Alethea took care of the laundry with her pulse still leaping in her throat, cherishing the warmth he awoke in her that needed only wait till Saturday fortnight. Then afterward, she slipped quietly up to the servants’ rooms in the slope-roofed top floor.
She glanced in at her little maiden room she shared with Ketty, with its neatly made single beds and spare furnishings. It was the same kind of room she’d occupied since she’d left home.
Leaving the women’s area, she turned a corner into the south-facing wing, counted down three doors that opened onto empty storage rooms, and unlocked the fourth.
Inside, illuminated by soft light through a recently cleaned, white-curtained dormer window, stood a sturdy double bed with a neat straw tick, a pair of dressers on either side, and a pair of little armchairs with a small table between. And then a film of tears clouded the scene.
This pretty little snuggery, simple as it was, was by far the nicest thing she had ever seen. The housekeeper, Mrs. Allen, had shown her up here on her first day, a kindly, somewhat wistful smile on her face. The room had been just another half-empty storage room then.
“In the country you’ll have a little cottage for the two of you,” she’d said. “But here in Town we’ve no such provision. Lady Holmwood suggested we convert it into a room for you and Mr. Rowland to share, once you’re married. You’re welcome to make it as you like in your spare time.”
Mrs. Allen had shown her where to find linens and stored furniture set aside for servants’ use. As there were no beds large enough to accommodate two, she pointed out a smallish, simple, and slightly damaged double bed that Lady Holmwood had granted for their use.
“I’ll have the footmen move it to your new room when they have a moment. Mind you don’t try to move any of the furniture on your own.”
Alethea stole moments whenever she could to come up and clean away the dust and cobwebs, whitewash the faded plaster, and scrub the floors and windows until they shone. Once the furniture was in, she polished it to a gleaming lustre, and sewed the curtains and set aside linens she would put on the bed closer to the wedding.

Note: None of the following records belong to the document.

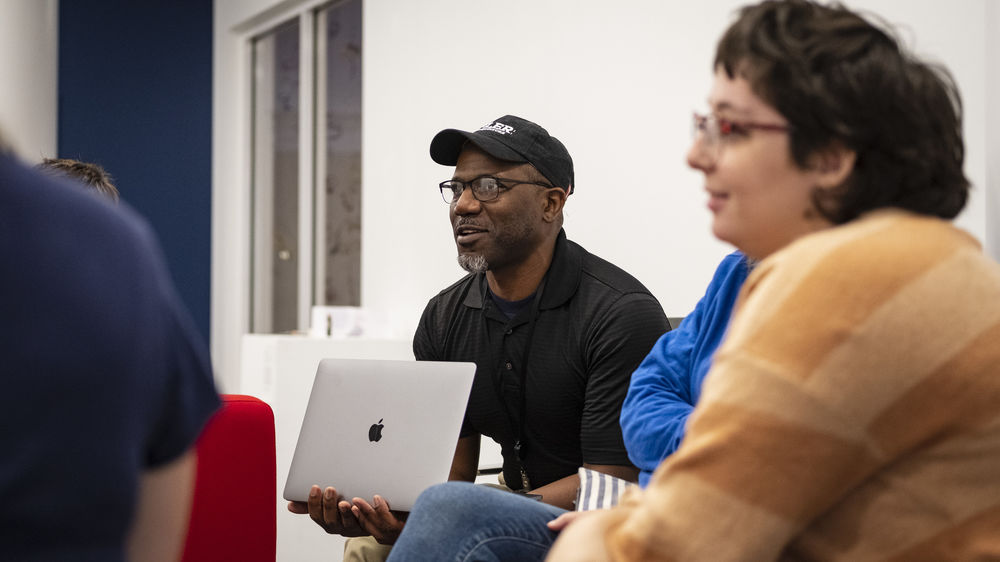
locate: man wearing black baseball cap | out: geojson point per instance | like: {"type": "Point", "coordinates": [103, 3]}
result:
{"type": "Point", "coordinates": [554, 330]}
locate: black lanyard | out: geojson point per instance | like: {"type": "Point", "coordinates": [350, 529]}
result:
{"type": "Point", "coordinates": [517, 430]}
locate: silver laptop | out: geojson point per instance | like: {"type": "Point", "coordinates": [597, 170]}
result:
{"type": "Point", "coordinates": [380, 427]}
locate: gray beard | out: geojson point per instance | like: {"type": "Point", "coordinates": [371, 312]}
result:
{"type": "Point", "coordinates": [473, 264]}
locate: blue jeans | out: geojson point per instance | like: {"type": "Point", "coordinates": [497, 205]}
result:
{"type": "Point", "coordinates": [463, 522]}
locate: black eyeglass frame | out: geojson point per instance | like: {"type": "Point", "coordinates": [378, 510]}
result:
{"type": "Point", "coordinates": [480, 193]}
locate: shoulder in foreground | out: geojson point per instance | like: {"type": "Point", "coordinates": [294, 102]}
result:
{"type": "Point", "coordinates": [885, 247]}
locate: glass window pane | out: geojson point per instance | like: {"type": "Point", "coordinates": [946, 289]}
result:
{"type": "Point", "coordinates": [338, 150]}
{"type": "Point", "coordinates": [275, 200]}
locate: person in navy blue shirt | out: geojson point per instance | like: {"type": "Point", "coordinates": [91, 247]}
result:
{"type": "Point", "coordinates": [106, 382]}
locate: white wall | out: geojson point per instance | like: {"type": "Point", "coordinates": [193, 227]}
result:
{"type": "Point", "coordinates": [28, 64]}
{"type": "Point", "coordinates": [616, 82]}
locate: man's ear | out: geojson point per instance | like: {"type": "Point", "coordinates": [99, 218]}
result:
{"type": "Point", "coordinates": [833, 165]}
{"type": "Point", "coordinates": [554, 201]}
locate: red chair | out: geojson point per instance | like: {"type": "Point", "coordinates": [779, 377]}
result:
{"type": "Point", "coordinates": [233, 515]}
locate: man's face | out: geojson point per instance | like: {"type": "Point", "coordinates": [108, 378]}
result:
{"type": "Point", "coordinates": [501, 233]}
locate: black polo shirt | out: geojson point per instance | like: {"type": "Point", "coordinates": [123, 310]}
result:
{"type": "Point", "coordinates": [595, 324]}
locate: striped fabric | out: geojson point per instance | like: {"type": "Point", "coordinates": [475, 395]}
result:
{"type": "Point", "coordinates": [853, 412]}
{"type": "Point", "coordinates": [599, 490]}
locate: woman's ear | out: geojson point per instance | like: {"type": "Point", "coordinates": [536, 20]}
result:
{"type": "Point", "coordinates": [833, 166]}
{"type": "Point", "coordinates": [554, 201]}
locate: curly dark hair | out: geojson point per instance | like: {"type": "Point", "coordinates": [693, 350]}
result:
{"type": "Point", "coordinates": [840, 80]}
{"type": "Point", "coordinates": [92, 175]}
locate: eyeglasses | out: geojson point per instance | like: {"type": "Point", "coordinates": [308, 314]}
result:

Ketty joined her there, sometimes, as she was preparing her own bridal chamber across the hall. Together they would dream about their future as they worked. But Pierce and Ketty’s Mr. Emerson never set foot down that empty corridor.
Ketty would joke that the men had no interest in womanly things like homemaking. But Alethea knew Pierce would like to see their room, to admire her work, to dream with her. Still, she hesitated to bring him.
After all, if he could accost her with kisses in the servants’ stair, the laundry, the very kitchen, then what would he dare in their own future bedroom? The thought left her breathless, and with a last smiling glance at her nest, she shut the door, turned the lock with a well-oiled click, and tucked the key into her pocket.